The way the NGNBN has been engineered thus enables a lot of flexibility and room for competition. You can buy services from different RSPs. Although there are multiple OpCos, you as a customer probably don’t get to choose OpCos directly since it will depend on which OpCo the RSP connects to. (But it is technically possible for RSP to connect to multiple OpCos, and offer customers the choice of OpCos.)
So in principle, right now, since there are two ports on the TP box, you could connect two ONTs from two different OpCo, and from the ONTs, buy multiple services from a variety of RSPs. This probably sounds rather unnecessary right now, because all the RSPs just basically offer Internet access services (some value added with telephone and/or television services), but there could well be a whole new breed of services in future.
Just so you know, the initial NetCo OpenNet is owned by SingTel (and several other partners), while the initial OpCo Nucleus Connect is owned by StarHub. So you’ve got to wonder if there is really fair competition?
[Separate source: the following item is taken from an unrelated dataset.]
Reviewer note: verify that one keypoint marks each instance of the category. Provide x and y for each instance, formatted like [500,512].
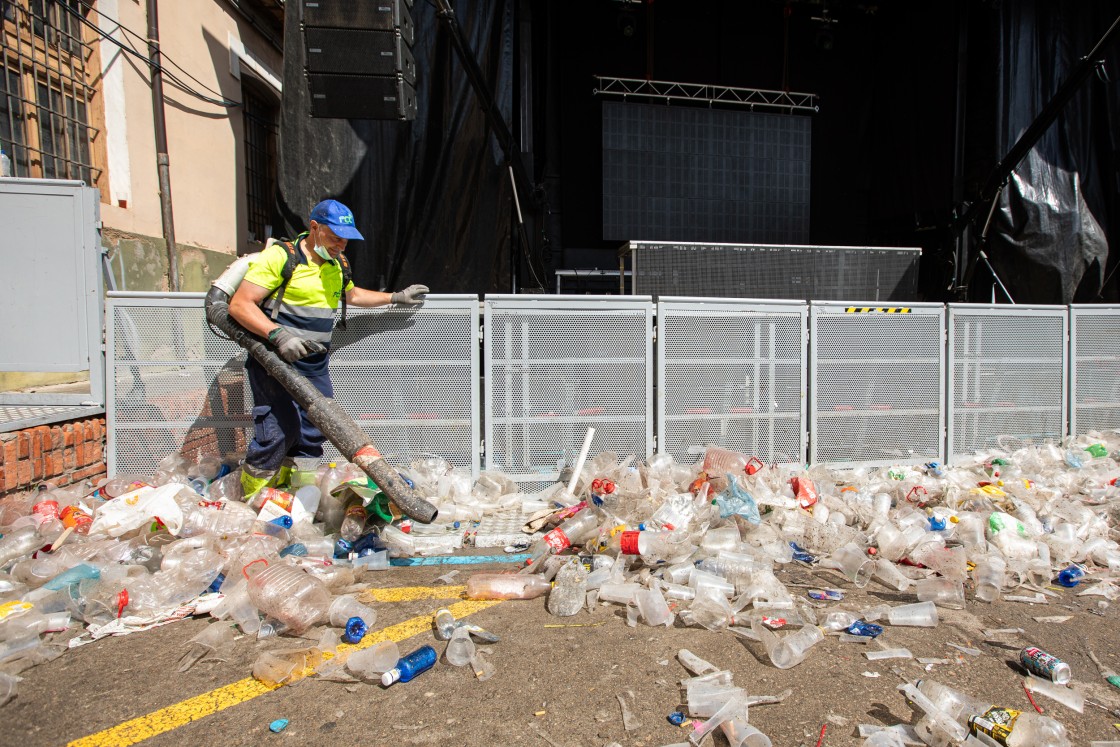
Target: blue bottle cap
[1070,577]
[355,629]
Well, the answer is that OpenNet and Nucleus Connect are contractually obligated to provide fair non-discriminatory services to upstream providers.
question then when operators such as MyRepublic sell us the broadband deal, are they a RSP? It seems to me they are an ISP with no relation to OpCo as they seem to buy wholesale connection from OpenNet directly.
MyRepublic is an RSP. They should not be able to bypass the OpCo. OpenNet sells dark fibre only, terminated at the CO. I don’t think outfits like MyRepublic will have the capacity to work at the OpCo level to deal with OpenNet. But their interaction with OpCo will be transparent to the customer.
Thanks, on the same thread, ISPs like M1 and Starhub should be able to deal with OpenNet directly, what will be the role of OpCo in this case then?